This book explores how people survive in the face of incredible odds. When our backs are against the wall, what are our interests, identities, and practices? When are we self-centered, empathetic and altruistic, or ambivalent? How much agency do the desperate really have—or want? Such was the situation in the Blockade of Leningrad, which lasted nearly 900 days from 1941 to 1944. Perhaps over one million civilians died, most from starvation, but many more survived, mostly from their own gumption and creativity. How did they survive, and how did survival reinforce or reshape their identities, practices, and relations—especially in the era of Stalin?

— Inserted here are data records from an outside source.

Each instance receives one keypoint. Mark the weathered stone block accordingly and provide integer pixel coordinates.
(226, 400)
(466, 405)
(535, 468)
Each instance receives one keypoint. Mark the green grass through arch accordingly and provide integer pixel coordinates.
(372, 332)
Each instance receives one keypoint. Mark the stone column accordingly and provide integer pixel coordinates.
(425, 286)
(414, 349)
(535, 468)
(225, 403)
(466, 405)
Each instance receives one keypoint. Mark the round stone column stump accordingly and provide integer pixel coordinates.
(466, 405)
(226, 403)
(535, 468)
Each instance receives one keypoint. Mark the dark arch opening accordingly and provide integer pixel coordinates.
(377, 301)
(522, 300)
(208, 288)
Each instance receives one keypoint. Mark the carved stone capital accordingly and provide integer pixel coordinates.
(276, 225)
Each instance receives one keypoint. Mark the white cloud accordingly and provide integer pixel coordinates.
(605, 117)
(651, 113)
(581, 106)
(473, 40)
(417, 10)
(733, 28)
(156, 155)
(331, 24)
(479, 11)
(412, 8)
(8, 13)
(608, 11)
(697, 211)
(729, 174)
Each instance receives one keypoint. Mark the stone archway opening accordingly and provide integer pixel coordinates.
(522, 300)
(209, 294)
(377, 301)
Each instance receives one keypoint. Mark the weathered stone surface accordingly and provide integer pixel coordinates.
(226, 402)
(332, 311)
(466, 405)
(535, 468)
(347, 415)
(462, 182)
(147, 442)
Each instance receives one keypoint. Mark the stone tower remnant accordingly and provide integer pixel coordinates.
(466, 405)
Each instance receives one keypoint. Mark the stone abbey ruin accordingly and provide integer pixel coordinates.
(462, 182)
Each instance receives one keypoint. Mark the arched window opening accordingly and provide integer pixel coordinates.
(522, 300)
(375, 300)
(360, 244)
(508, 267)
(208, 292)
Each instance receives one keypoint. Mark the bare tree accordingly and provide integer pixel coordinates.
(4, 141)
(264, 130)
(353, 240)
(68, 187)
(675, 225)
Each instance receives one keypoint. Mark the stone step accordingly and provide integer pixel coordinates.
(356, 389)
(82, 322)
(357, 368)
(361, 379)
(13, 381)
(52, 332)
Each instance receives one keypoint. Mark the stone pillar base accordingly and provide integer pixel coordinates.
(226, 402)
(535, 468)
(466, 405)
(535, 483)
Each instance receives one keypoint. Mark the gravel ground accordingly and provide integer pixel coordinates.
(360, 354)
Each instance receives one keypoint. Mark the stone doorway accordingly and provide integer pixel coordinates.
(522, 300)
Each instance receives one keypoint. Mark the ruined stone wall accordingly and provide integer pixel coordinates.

Using diaries, recollections, police records, interviews, and state documents from the Blockade of Leningrad in World War II, Jeffrey Hass shows how average Leningraders coped with the nightmares of war, starvation, and extreme uncertainty. Local and intimate relations and social distance matter significantly when states and institutions falter under duress. Opportunism and desperation were balanced by empathy and relations. The key to what Leningraders did and how they survived is relations to anchors—entities of symbolic and personal significance that anchored Leningraders to each other and a sense of shared community. Such anchors as food and Others shaped practices of empathy and compassion, and of opportunism and egoism.
By exploring the state and shadow markets, food, families, gender, class, and death, and suffering, Wartime Suffering and Survival relays Leningraders’ stories to show a little-told side of Russian and Soviet history, and to explore the human condition and who we really are. This speaks not only to rethinking the nature of the Soviet Union and Stalinism, but also the nature of social relations, practices, and people more generally, in other moments of suffering—not least the suffering inflicted on the people of Ukraine over the last year, among other tragic and all-too-frequent examples of surviving under duress.